ULTRASTRUCTURAL AND CYTOCHEMICAL STUDIES OF PLASMA MEMBRANE REGENERATION IN THE MYXOMYCETE BADHAMIA UTRICULARIS

Plasmodia of myxomycetes (plasmodial slime molds) are widely used as model systems in cell biological studies because of their interesting structural and physiological features, macroscopic size, and ease of culture. The following aspects of plasma membrane regeneration in the plasmodia of Badhamia utricularis are investigated: (1) Comparison of fixation methods for preserving the fine structure of plasmodial strands and cytoplasmic droplets; (2) Structural interpretation of events during experimentally induced plasma membrane regeneration; (3) Identification of intracellular compartments involved in membrane regeneration.; Several electron microscopy fixatives are compared for their ability to preserve the structure of cytoplasmic constituents, produce detailed high contrast membrane images, and ameliorate artifacts often encountered in the fixation of myxomycete plasmodia.

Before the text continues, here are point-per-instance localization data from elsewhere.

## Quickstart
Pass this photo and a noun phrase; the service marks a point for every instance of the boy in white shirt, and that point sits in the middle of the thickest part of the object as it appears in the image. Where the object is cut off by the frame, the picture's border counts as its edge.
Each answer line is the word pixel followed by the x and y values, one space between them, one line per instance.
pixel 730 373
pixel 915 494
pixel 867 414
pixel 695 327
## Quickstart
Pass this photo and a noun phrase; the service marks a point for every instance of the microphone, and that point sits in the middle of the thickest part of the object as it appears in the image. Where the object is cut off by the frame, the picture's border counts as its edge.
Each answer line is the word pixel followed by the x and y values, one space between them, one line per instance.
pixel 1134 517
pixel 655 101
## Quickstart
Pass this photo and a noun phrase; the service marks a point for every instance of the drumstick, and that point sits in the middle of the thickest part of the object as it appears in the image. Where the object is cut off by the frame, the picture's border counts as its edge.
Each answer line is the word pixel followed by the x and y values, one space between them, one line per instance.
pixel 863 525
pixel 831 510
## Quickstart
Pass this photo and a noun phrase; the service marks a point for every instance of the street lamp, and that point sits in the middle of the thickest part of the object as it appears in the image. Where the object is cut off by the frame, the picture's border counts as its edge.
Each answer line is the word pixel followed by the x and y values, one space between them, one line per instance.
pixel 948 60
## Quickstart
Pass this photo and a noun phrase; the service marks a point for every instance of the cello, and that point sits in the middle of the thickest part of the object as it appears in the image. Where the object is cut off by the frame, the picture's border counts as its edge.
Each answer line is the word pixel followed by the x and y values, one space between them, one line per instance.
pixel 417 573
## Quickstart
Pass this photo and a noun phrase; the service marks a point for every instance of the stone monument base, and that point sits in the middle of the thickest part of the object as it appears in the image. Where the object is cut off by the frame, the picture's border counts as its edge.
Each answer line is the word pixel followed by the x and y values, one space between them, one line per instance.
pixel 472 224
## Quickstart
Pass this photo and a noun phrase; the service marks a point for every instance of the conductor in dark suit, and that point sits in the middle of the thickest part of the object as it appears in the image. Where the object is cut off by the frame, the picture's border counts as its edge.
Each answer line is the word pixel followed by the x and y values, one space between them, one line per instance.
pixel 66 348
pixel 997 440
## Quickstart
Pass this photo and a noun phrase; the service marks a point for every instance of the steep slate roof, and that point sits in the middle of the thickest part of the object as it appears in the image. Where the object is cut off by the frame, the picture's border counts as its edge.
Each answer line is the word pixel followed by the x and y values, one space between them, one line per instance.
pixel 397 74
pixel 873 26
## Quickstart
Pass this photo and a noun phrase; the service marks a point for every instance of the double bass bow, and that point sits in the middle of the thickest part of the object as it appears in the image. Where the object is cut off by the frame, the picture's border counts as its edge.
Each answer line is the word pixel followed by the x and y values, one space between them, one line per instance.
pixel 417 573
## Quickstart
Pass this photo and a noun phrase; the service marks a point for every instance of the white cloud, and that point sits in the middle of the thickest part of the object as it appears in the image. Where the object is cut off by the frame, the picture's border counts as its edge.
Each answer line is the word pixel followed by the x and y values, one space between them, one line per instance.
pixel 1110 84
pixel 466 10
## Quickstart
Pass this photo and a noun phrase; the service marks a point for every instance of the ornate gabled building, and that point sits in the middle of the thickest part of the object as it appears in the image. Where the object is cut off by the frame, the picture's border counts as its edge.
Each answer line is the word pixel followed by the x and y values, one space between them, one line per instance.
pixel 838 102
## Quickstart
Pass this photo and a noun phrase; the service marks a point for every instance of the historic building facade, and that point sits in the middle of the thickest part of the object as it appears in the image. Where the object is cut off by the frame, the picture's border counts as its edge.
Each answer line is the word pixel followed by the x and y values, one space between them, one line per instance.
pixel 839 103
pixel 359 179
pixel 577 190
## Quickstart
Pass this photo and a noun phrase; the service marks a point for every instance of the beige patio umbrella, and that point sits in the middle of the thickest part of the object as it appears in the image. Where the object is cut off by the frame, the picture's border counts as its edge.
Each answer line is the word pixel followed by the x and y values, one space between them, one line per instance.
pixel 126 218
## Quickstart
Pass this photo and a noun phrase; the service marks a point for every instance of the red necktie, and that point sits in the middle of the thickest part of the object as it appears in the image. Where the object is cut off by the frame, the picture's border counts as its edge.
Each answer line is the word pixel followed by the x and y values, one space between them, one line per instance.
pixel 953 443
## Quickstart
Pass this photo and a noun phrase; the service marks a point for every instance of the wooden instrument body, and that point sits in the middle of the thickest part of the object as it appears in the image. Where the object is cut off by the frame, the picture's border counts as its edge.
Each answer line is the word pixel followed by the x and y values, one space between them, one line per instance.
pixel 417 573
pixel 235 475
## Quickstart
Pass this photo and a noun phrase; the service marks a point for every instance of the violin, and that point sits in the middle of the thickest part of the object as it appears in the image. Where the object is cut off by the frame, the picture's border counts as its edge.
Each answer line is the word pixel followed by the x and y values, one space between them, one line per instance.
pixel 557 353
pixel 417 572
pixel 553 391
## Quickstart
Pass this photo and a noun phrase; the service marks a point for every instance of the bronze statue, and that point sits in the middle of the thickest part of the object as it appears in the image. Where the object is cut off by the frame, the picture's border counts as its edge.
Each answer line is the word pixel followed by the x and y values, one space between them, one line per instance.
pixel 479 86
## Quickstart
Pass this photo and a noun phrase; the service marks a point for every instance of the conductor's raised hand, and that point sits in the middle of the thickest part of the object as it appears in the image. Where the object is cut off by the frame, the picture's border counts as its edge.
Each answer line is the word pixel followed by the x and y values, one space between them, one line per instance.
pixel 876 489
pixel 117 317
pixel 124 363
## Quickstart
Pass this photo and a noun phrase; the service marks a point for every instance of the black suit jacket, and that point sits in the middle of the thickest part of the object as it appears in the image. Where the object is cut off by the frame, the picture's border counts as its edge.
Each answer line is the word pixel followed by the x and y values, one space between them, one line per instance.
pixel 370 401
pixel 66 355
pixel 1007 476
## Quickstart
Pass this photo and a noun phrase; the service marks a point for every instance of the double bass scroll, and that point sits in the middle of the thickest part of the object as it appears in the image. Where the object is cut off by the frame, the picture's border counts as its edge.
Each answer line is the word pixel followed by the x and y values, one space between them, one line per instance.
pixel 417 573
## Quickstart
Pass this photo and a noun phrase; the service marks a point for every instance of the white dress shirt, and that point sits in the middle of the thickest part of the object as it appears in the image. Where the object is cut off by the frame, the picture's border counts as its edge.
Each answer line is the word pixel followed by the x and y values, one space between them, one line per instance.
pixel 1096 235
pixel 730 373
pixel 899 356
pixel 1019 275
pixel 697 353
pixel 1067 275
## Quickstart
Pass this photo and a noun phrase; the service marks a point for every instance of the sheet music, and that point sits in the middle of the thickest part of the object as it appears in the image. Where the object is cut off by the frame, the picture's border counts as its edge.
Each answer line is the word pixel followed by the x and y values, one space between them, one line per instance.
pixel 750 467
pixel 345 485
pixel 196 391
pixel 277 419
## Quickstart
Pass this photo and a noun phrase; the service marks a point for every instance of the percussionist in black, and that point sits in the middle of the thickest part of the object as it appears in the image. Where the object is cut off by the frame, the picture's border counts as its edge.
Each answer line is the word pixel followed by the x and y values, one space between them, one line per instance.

An osmium tetroxide/glutaraldehyde-tannic acid/methylamine tungstate fixation schedule gives the best overall results. This fixation also has the advantage of rapidly arresting structural changes that occur during plasma membrane regeneration.; Experimental injury of B. utricularis plasmodial strands results in exudation of a cytoplasmic droplet that rapidly regenerates a plasma membrane at its surface. Regeneration involves fusion of membrane bound vesicles near the droplet surface. Several morphologically distinct layers also arise within the droplet. Some of these layers are separated from each other by flattened, membrane bound vacuolar spaces that result from vesicle fusion. The extent and duration of vesicle fusion events may be regulated in part by gelation of the cytoplasmic droplet.; Endocytotic uptake of several types of colloidal gold particles, as well as E. coli cells, is used in conjunction with phosphotungstic acidchromic acid cytochemical staining to label the intracellular compartments involved in endocytotic processes and plasma membrane regeneration. Endocytotic vesicles and secondary lysosomes are major vesicle types contributing to the regenerated plasma membrane. These compartments are also contributors to the internal vacuolar spaces of cytoplasmic droplets. The membranes bounding these internal spaces may have the properties of plasma membrane as indicated by cytochemical staining.